July 30, 2024

Futures? Stocks? Forex!

written by
SiegFund

By utilizing a small margin, a Forex trader can control a significant amount of currency, like stock speculation and futures. The margin requirements for Forex trading are approximately 1%, whereas the margin requirements for trading futures are around 5% of the total value of the holding or 50% of the total value of the stocks. For every $100,000, the margin required to trade Foreign Exchange is $1,000. Therefore, a currency trader's funds can be leveraged 50 times more than a Stock trader, or 5 times as much value of product as a futures trader's. This can be a highly profitable strategy for investment, but it is crucial to understand the associated risks. It is important to thoroughly comprehend how your margin account will function. Make sure to carefully review your margin agreement with your clearing firm before proceeding further. If you have any uncertainties, consult your account representative or email to cs@siegfund.com.

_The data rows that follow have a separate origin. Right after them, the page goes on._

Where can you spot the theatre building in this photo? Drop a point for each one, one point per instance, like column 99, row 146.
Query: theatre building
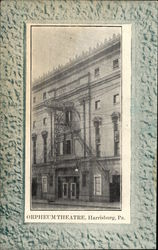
column 76, row 128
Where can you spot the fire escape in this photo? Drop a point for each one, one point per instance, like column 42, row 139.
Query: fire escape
column 57, row 110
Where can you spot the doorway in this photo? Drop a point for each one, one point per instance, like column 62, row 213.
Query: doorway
column 68, row 187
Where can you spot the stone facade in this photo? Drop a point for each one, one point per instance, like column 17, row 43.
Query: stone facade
column 76, row 134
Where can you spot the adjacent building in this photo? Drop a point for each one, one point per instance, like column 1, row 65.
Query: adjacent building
column 75, row 128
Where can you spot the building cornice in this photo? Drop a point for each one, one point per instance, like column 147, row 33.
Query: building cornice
column 67, row 70
column 93, row 84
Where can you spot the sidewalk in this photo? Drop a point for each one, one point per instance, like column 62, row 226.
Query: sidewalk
column 115, row 205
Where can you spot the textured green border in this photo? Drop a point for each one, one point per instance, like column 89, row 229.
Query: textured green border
column 141, row 233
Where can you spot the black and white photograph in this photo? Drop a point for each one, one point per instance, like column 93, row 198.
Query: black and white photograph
column 75, row 118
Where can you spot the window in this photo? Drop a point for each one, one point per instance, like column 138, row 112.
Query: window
column 115, row 64
column 34, row 99
column 45, row 148
column 97, row 129
column 44, row 121
column 97, row 185
column 96, row 72
column 34, row 124
column 44, row 184
column 97, row 138
column 68, row 147
column 44, row 95
column 116, row 140
column 116, row 98
column 84, row 179
column 61, row 148
column 97, row 104
column 51, row 180
column 68, row 117
column 98, row 150
column 34, row 151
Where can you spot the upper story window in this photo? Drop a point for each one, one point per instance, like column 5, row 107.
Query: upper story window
column 115, row 63
column 96, row 72
column 68, row 116
column 84, row 179
column 116, row 98
column 44, row 121
column 34, row 149
column 68, row 147
column 97, row 185
column 44, row 95
column 97, row 104
column 34, row 99
column 34, row 124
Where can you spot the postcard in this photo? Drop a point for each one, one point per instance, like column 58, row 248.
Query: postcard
column 78, row 124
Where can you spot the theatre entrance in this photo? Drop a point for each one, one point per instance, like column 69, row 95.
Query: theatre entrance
column 68, row 187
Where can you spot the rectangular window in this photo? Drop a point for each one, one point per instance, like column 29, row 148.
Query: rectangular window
column 97, row 129
column 116, row 140
column 98, row 150
column 44, row 184
column 44, row 95
column 51, row 180
column 45, row 148
column 97, row 185
column 34, row 124
column 44, row 121
column 96, row 72
column 68, row 117
column 115, row 64
column 68, row 147
column 84, row 179
column 34, row 151
column 116, row 98
column 97, row 104
column 117, row 149
column 61, row 148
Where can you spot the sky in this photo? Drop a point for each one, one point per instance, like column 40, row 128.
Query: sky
column 52, row 46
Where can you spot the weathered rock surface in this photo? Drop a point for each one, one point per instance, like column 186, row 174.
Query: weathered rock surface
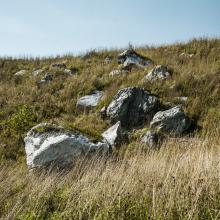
column 115, row 136
column 47, row 144
column 37, row 72
column 129, row 58
column 108, row 59
column 171, row 121
column 186, row 55
column 59, row 65
column 47, row 78
column 21, row 73
column 89, row 101
column 70, row 72
column 151, row 138
column 159, row 72
column 132, row 106
column 117, row 72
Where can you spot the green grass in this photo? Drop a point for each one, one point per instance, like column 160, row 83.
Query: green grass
column 134, row 183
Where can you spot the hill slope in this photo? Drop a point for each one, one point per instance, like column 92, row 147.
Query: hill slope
column 181, row 180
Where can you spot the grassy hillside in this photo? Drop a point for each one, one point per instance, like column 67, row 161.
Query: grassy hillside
column 179, row 181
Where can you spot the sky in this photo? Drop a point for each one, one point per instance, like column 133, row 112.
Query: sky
column 56, row 27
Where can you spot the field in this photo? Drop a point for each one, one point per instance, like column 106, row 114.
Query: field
column 181, row 180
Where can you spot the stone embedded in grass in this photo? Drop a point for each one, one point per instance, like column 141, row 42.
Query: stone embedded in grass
column 173, row 121
column 47, row 145
column 59, row 65
column 132, row 106
column 47, row 78
column 151, row 138
column 70, row 72
column 108, row 59
column 89, row 101
column 37, row 72
column 186, row 55
column 129, row 59
column 115, row 136
column 159, row 72
column 117, row 73
column 21, row 73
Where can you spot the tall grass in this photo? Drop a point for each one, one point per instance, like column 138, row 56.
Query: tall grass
column 179, row 181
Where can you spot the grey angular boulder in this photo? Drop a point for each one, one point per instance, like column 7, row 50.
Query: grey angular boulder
column 159, row 72
column 132, row 106
column 47, row 144
column 89, row 101
column 37, row 72
column 173, row 121
column 59, row 65
column 151, row 138
column 115, row 136
column 47, row 78
column 21, row 73
column 131, row 57
column 117, row 73
column 108, row 59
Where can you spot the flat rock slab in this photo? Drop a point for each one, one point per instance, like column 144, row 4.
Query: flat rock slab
column 47, row 144
column 89, row 101
column 160, row 72
column 132, row 106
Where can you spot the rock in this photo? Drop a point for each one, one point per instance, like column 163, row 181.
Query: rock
column 159, row 72
column 59, row 65
column 131, row 63
column 108, row 59
column 173, row 121
column 186, row 55
column 117, row 72
column 103, row 112
column 89, row 101
column 21, row 73
column 48, row 77
column 151, row 138
column 182, row 98
column 114, row 136
column 70, row 72
column 132, row 106
column 37, row 72
column 130, row 58
column 47, row 144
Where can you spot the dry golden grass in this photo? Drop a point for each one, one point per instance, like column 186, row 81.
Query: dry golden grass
column 180, row 181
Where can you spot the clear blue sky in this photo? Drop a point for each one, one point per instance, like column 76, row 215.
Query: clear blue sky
column 51, row 27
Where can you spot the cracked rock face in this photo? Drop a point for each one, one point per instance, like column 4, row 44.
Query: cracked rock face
column 21, row 73
column 89, row 101
column 151, row 138
column 130, row 58
column 132, row 106
column 47, row 144
column 159, row 72
column 114, row 136
column 171, row 121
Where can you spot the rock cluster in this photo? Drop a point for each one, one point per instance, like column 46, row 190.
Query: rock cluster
column 131, row 108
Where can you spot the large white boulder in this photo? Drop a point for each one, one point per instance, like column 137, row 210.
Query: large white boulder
column 47, row 144
column 21, row 73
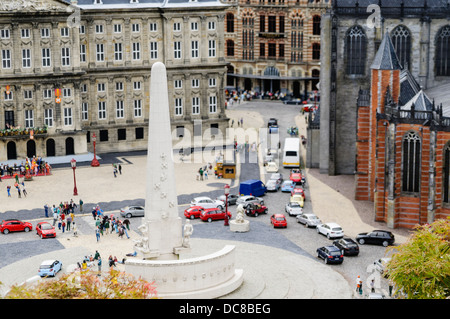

If the available margin in your account drops below a predetermined amount, there is a possibility that your account may be partially or fully liquidated. It is not necessary for you to receive a margin call before your positions are liquidated. Therefore, it is important to regularly monitor your margin balance and use stop-loss orders on every open position to limit potential losses, it’s a mandatory requirement in Sieg Challenge.

When trading in futures, it is necessary to pay exchange and brokerage fees. However, one advantage of Forex trading is that it can be done without paying commissions. The currency trading market, which operates worldwide between banks, allows buyers and sellers to be matched instantly. Although there are no commissions charged by brokers to match buyers with sellers, the spread is typically higher compared to trading futures.

Forex trading carries less risk compared to trading futures. For example, in the case of an outbreak of Mad Cow Disease in US cattle, the price of live cattle experienced a significant decline, resulting in a drop in the limit for several days. This decline in price could have led to a complete loss of equity in your account. As the price continued to fall, you would have needed to find additional funds to cover the deficit in your account. It is important to plan ahead and decide whether to roll over your trades before futures contracts expire. In the case of Forex positions, they expire every two days, requiring you to rollover each trade to maintain your position.

Trading in futures is limited to specific hours each day that the market is open. When major news stories break while the markets are closed, you have no choice but to wait until the market reopens. On the other hand, the Forex market operates 24 hours a day, allowing you to trade at any time from Monday to Friday. With an average daily turnover of around $1.2 trillion, the Foreign Exchange market is the largest market in the world, approximately 46 times larger than all the futures markets combined. It is even difficult for governments to control the price of their own currency due to the high number of people involved in Foreign Exchange trading.